Thursday, January 18, 2018

We've eliminated routing protocols from our network!

Our network used to have OSPF, BGP, DMVPN, redistribution, route-maps, prefix-lists, and all the cool stuff we network guys love to configure on our networks.

Now there's nothing left but static routes and directly connected networks.

Our wan which was BGP over DMVPN tunnels has been completely torn down and replaced with an SD-WAN product. That simplified our data center network tremendously as it got rid of all the redistribution and routing policies, and basically replaced it with a big dumb static route pointing at the VIP of our SD-WAN boxes.

As for the LAN side, we had a big push last year to move as many services to the cloud as we could, including our entire backup datacenter, which was shut down and moved to DR as a Service (cloud).
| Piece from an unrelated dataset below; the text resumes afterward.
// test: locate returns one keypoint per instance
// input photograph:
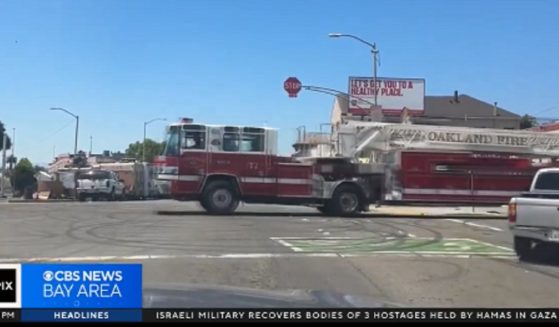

Now there are so few physical hypervisors running the remaining of in-house services, we were able to collapse it down to a single pair of switches, and for good measure, we moved the IDF switches to this as well.

It then occurred to me that we no longer had any real use case for OSPF, turned it off on the core, and removed the other switches which were now empty.

Our network "evolved" (devolved?) into a single /16 static route for the WAN, a single default route for Internet access, and Directly Connected networks.

The way I see it, it's barely even a network anymore, at least not one that requires full time employees to maintain.

On the one hand I'm proud of my team for getting through this much in a frantic one year period, on the other hand I'm now worried that we've basically put ourselves out of work.